Gfci trips

boston62

LifeTime Supporter
Jun 7, 2014
489
Fort Myers, Florida
Pool Size
13000
I swapped out my old breaker, with gfci breaker, but when I go to turn on light it trips. My old breaker had just the hot sire going to it, but no white neutral wire. The new gfci had the hot & coiled wire which h I connected to the neutral bar, there is a screw on the gfci for a neutral wire but non on the old one. Here is the gfvi inztalled..Any ideas? Tank you.
60b035e6d7dbc83bf85babca31e6bc48.jpg
 
You need to connect the neutral wire that feeds your light to the neutral screw on the breaker.

A GFCI works by comparing the current in the neutral wire going to the circuit and the hot wire going to the circuit, so they both have to feed through the breaker. The neutral pigtail is the input for the breaker and the screw is the output.
 
With a 115 volt GFCI breaker you need to connect the neutral line coming from the light to the neutral connection on the breaker, and then the coiled wire on breaker goes to the neutral bus. This is different from a non-GFCI breaker, where the neutral from the light goes straight to the neutral bus.
 
So i have to fish a white wire from the light transformer to the subpanel, can i just join it to the other white wires in the transformer, then fish it over to the subpanel?

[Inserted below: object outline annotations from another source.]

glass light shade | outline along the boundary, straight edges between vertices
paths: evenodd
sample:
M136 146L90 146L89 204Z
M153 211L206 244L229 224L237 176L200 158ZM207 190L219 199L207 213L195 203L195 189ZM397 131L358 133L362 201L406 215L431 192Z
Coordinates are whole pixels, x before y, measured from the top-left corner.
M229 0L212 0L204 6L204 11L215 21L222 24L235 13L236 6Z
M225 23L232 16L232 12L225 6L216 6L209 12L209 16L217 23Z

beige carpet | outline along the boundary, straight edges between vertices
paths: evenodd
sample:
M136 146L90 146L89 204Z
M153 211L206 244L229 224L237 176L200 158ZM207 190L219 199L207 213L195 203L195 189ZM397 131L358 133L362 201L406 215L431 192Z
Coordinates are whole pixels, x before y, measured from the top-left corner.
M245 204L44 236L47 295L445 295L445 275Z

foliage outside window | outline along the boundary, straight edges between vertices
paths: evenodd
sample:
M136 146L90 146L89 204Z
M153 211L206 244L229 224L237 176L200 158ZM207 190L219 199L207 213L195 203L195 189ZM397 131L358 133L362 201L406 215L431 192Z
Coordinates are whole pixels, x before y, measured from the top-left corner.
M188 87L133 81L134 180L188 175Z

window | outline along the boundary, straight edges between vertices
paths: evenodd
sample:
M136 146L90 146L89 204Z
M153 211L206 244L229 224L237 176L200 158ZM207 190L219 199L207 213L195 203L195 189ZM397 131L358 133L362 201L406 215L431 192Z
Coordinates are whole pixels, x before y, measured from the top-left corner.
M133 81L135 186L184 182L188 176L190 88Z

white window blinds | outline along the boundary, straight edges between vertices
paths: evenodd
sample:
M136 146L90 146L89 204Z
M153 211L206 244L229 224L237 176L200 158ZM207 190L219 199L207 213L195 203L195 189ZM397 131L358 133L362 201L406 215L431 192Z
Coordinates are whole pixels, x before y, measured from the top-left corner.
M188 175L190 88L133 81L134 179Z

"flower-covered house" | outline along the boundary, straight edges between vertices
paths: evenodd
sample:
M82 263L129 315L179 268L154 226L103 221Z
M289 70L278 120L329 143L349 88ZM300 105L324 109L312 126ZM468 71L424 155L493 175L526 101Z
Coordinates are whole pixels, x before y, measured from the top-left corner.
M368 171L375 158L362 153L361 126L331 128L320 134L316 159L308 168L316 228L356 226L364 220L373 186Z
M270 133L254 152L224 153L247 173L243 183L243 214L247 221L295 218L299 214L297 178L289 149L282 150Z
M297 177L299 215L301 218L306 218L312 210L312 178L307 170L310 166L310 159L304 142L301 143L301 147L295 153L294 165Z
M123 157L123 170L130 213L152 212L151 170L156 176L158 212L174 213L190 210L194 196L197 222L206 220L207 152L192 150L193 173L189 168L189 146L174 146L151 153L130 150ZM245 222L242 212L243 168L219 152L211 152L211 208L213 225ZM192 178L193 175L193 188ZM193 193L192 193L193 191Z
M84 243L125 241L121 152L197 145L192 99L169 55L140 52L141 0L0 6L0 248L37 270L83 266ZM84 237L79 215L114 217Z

No, there is a white wire feeding your circuit in the breaker box already. That wire needs to connect to your GFCI breaker.

A standard 120V circuit has three wires from the breaker box to the equipment: Black hot, white neutral and bare ground. In your case the equipment is the transformer.
 
There can not just be a single power line running from the breaker to the transformer. There must be a neutral to complete the circuit.

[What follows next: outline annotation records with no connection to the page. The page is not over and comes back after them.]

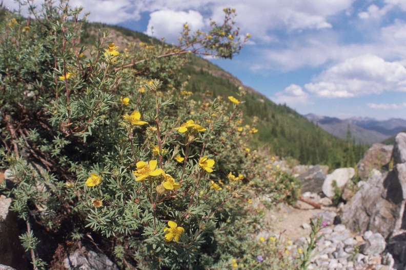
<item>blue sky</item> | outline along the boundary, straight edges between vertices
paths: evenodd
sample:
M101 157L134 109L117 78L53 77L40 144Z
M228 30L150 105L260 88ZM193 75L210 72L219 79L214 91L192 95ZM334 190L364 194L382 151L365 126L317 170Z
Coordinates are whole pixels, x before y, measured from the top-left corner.
M39 4L40 1L35 3ZM176 43L184 23L207 30L236 10L252 37L232 60L211 59L277 103L343 119L406 118L406 0L71 0L90 21ZM4 5L16 8L12 0Z

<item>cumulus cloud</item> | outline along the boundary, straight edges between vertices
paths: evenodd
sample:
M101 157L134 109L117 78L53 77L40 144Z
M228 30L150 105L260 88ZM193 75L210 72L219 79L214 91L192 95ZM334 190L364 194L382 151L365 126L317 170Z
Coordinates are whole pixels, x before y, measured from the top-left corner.
M180 36L183 26L186 22L192 32L202 29L205 26L203 16L194 10L187 12L159 10L152 12L150 16L151 18L145 33L158 38L165 37L166 40L169 42L174 42Z
M406 103L367 103L367 106L373 109L397 109L406 107Z
M276 93L271 99L279 104L286 103L290 106L295 107L309 103L309 94L297 84L291 84L283 91Z
M406 91L406 69L373 55L350 58L323 72L315 82L306 84L310 92L323 98L349 98Z
M376 5L371 5L366 11L358 13L358 16L361 19L380 19L392 8L391 5L387 5L382 8L379 8Z

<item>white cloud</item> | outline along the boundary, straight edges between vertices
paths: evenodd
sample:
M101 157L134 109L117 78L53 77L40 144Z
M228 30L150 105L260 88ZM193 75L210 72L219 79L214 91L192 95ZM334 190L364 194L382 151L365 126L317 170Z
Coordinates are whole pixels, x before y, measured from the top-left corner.
M361 19L380 19L392 8L392 5L387 5L382 8L379 8L376 5L371 5L367 9L367 11L358 13L358 16Z
M165 37L166 40L169 42L175 42L177 40L186 22L192 32L201 30L205 26L203 16L194 10L189 10L187 12L159 10L152 12L150 16L151 18L145 33L158 38ZM151 27L153 27L152 31Z
M291 84L283 91L278 92L274 97L271 97L274 102L286 103L291 107L309 103L309 94L297 84Z
M323 72L304 87L323 98L349 98L381 94L384 91L406 91L406 69L367 54L350 58Z
M406 103L367 103L367 106L377 109L397 109L406 107Z

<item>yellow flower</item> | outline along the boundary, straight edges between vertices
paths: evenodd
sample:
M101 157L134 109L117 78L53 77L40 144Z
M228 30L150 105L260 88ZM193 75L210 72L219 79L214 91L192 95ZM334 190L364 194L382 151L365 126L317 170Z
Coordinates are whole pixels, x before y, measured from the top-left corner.
M120 53L117 51L117 49L118 48L118 47L116 46L114 44L114 42L109 43L107 49L105 49L105 51L106 51L106 52L105 53L105 57L107 57L109 54L114 56L118 55L120 54Z
M10 19L10 22L7 24L7 25L9 26L13 26L14 25L16 25L17 24L18 22L17 22L17 20L14 18L12 18Z
M231 173L231 172L230 172L230 173L228 174L227 177L229 178L229 180L232 182L239 181L240 180L242 180L244 178L244 176L241 174L238 174L238 177L235 177L235 175Z
M164 179L165 181L162 183L162 185L165 189L169 190L172 190L173 189L178 189L181 187L180 185L175 183L175 179L173 177L168 173L163 173L164 175Z
M103 203L99 199L93 199L92 200L92 204L96 208L100 207L103 205Z
M68 72L68 73L66 74L66 76L65 76L65 75L62 75L62 76L58 76L58 77L59 77L59 80L63 81L65 80L65 79L67 80L68 79L70 78L70 77L73 75L73 73Z
M252 133L256 133L256 132L258 132L258 129L256 129L256 128L255 128L255 127L253 127L253 128L252 128L252 129L251 129L251 130L250 130L250 133L251 133L251 134L252 134Z
M120 101L121 101L121 104L124 106L127 106L130 104L130 99L127 97L123 98L121 97L120 98Z
M156 169L157 162L156 160L150 161L148 164L145 161L137 162L137 170L134 171L134 175L138 176L136 181L142 181L148 176L156 176L164 173L162 169Z
M199 160L199 166L207 172L212 172L213 169L212 169L212 167L214 166L214 161L208 160L207 156L205 155Z
M210 181L210 183L212 184L211 187L210 187L211 189L216 190L221 190L222 189L220 186L214 183L214 181L212 180Z
M228 98L230 100L230 101L233 102L234 104L239 104L239 101L238 101L238 100L234 98L232 96L229 96Z
M86 180L86 183L85 183L85 185L88 187L94 187L100 184L101 182L102 176L92 173L90 174L90 177Z
M177 242L182 233L185 232L185 229L182 227L178 227L176 222L172 220L168 221L168 226L169 228L164 229L164 232L165 233L165 241L170 242L174 240L175 242Z
M141 126L148 124L147 122L139 121L141 118L141 114L137 110L134 110L132 112L131 115L126 114L126 115L121 116L123 118L130 122L131 125L135 125L136 126Z
M206 130L202 126L195 124L194 121L191 119L182 124L179 127L176 127L174 129L176 129L181 133L184 133L187 131L189 133L196 131L201 132Z
M191 92L190 91L180 91L180 94L182 95L184 95L185 96L188 96L189 95L192 95L193 94L193 93Z
M179 163L180 163L181 162L182 162L183 161L185 160L185 158L182 158L180 155L178 155L175 157L175 160Z
M64 186L66 188L73 188L73 187L74 187L75 186L75 183L68 181L68 182L65 182L65 184L64 184Z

You make it sound like the transformer neutral might be tied into the neutral for some other circuit. If that is the case, not sure a GFCI breaker is going to work correctly ... unless you run a dedicated neutral wire.
 
To put that another way, there must already be three wires, hot neutral and ground, running from the breaker panel to the transformer. You want to connect the breaker panel end of the existing neutral wire to the GFCI breaker, instead of directly to the neutral bus bar.
 
I did it, what was confusing the black wire comes in then goes over to the relay load, then back over to subpanel, i found the white wire by looking in the conduit where the light comes over from transformer. Thanks everyone
 
I did it, what was confusing the black wire comes in then goes over to the relay load, then back over to subpanel, i found the white wire by looking in the conduit where the light comes over from transformer. All fixed.. thanks everyone...

:goodjob: Nice to have 75,000 friends to ask for advice when you are working on the pool!